Fall, 2009
 
The article, “Three-dimensional Versus Two-dimensional Transesophageal Echocardiography in Mitral Valve Repair”, presents a study that occurred between the years of 2002 and 2004.  This study included 81 surgical candidates for mitral valve repair or replacement.  The patients involved with the study were patients under the age of 80, patients that did not require emergency surgery, patients without active endocarditis, and patients without disease that would affect the prognosis (Azpitarte et al.2007 p.5).   In order to set a constant standard for all 81 patients, surgical protocols were developed for both two-dimensional and three-dimensional imaging. 
 
One of the most important issues with surgical candidates is “accurate knowledge of the morphology and function of the affected mitral valve” (Azpitarte et al.2007 p.4).   Two-dimensional Transesophageal l Echocardiograms (TEE’s) are usually used prior to surgery to evaluate the affected mitral valve.  In this study both two-dimensional and three-dimensional images were acquired in order to compare the accuracy and value of both.  One goal of the study was to prove or disprove the benefits of Three-dimensional TEE’s assessment of the mitral valve.  
 
Research showed that both 2 dimensional and 3 dimensional had advantage and disadvantages.  One disadvantage of the three-dimensional TEE’s is the increase of time it takes to acquire and reconstruct the images.  Also, both probes varied in accuracy when dealing with different segments of the anterior and posterior leaflets.  Both were most accurate  when evaluating the P2 segment and less accurate with the P3 segment of the posterior mitral valve leaflet.  Three-dimensional was more accurate than two-dimensional when assessing the A1 segment of the anterior mitral valve leaflet.   “In most cases, the inaccuracies of the three-dimensional images were caused by technical problems” (Azpitarte et al.2007 p.11).

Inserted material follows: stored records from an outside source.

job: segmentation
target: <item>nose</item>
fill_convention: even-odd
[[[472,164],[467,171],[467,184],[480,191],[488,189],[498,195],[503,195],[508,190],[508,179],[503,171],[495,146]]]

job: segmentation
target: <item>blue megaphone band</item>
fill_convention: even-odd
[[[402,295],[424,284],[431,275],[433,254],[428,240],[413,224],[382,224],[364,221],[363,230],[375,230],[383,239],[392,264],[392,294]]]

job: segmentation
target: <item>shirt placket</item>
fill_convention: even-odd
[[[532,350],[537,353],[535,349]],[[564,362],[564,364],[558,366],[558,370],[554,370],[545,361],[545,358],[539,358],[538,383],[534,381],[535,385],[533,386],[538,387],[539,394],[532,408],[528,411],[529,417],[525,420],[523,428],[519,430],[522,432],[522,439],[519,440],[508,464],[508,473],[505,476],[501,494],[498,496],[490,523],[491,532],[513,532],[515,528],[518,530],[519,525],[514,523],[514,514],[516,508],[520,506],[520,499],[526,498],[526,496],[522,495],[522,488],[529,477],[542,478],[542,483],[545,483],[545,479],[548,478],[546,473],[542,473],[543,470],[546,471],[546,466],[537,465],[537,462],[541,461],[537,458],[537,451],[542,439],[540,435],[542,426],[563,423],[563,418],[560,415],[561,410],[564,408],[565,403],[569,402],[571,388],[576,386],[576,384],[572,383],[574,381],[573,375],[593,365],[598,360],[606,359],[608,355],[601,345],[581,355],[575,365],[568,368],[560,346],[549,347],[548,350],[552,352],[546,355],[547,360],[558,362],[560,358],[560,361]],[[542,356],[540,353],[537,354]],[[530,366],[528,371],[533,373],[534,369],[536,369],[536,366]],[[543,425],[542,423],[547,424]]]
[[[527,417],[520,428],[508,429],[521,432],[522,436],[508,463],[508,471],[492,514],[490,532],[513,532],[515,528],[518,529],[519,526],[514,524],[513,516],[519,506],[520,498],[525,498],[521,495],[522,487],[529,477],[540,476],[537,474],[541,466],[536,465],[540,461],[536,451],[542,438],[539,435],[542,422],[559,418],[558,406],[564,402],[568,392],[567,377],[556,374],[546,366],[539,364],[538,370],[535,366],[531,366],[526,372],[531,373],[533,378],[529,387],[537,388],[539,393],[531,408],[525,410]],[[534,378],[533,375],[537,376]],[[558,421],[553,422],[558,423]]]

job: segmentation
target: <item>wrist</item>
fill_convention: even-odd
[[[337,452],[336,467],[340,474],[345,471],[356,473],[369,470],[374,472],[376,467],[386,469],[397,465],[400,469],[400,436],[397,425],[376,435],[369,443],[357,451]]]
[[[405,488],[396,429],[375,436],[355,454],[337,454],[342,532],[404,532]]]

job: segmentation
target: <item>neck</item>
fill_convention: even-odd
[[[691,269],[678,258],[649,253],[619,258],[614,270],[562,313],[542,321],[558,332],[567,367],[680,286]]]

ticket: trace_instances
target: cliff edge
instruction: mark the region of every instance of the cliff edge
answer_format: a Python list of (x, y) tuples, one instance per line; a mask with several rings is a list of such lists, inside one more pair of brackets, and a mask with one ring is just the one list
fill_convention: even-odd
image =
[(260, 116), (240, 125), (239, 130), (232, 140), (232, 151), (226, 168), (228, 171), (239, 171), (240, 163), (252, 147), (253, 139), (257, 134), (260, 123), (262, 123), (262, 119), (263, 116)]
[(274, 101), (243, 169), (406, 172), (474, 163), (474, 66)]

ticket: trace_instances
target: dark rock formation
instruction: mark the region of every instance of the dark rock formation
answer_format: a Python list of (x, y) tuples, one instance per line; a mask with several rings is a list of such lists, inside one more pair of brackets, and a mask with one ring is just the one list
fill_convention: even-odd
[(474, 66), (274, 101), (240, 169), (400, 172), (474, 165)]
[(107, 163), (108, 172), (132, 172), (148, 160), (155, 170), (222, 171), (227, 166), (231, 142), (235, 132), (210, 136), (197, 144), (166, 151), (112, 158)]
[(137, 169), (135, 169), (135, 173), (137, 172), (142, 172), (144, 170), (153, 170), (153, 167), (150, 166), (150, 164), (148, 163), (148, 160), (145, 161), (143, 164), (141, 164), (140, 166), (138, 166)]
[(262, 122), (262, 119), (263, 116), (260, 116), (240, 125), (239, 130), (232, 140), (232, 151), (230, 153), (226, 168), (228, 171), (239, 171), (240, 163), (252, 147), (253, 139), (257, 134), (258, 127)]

In conclusion, the research data indicated that three-dimensional echocardiography is and can be beneficial when evaluating the mitral valve. One major benefit found in the study was the ease of interpretation of the three-dimensional images, even to an inexperienced observer.  In the future protocols may include three-dimensional to be used in addition to two-dimensional imaging. Various other studies are being done throughout the medical field on this same topic which will provide more data and support for whether three-dimensional or two-dimensional is more beneficial in mitral valve repair.  Until then two-dimensional will still be the standard used in most surgical cases.

References
Azpitarte ,J., García-Fernándezd ,M.A., García-Orta ,R., Lara ,J.,  Moreno, E., & Moreno T., et al. (2007).Three-dimensional Versus Two-dimensional Transesophageal Echocardiography in Mitral Valve Repair.  Journal of the American Society of Echocardiography, 20(1), 4-12.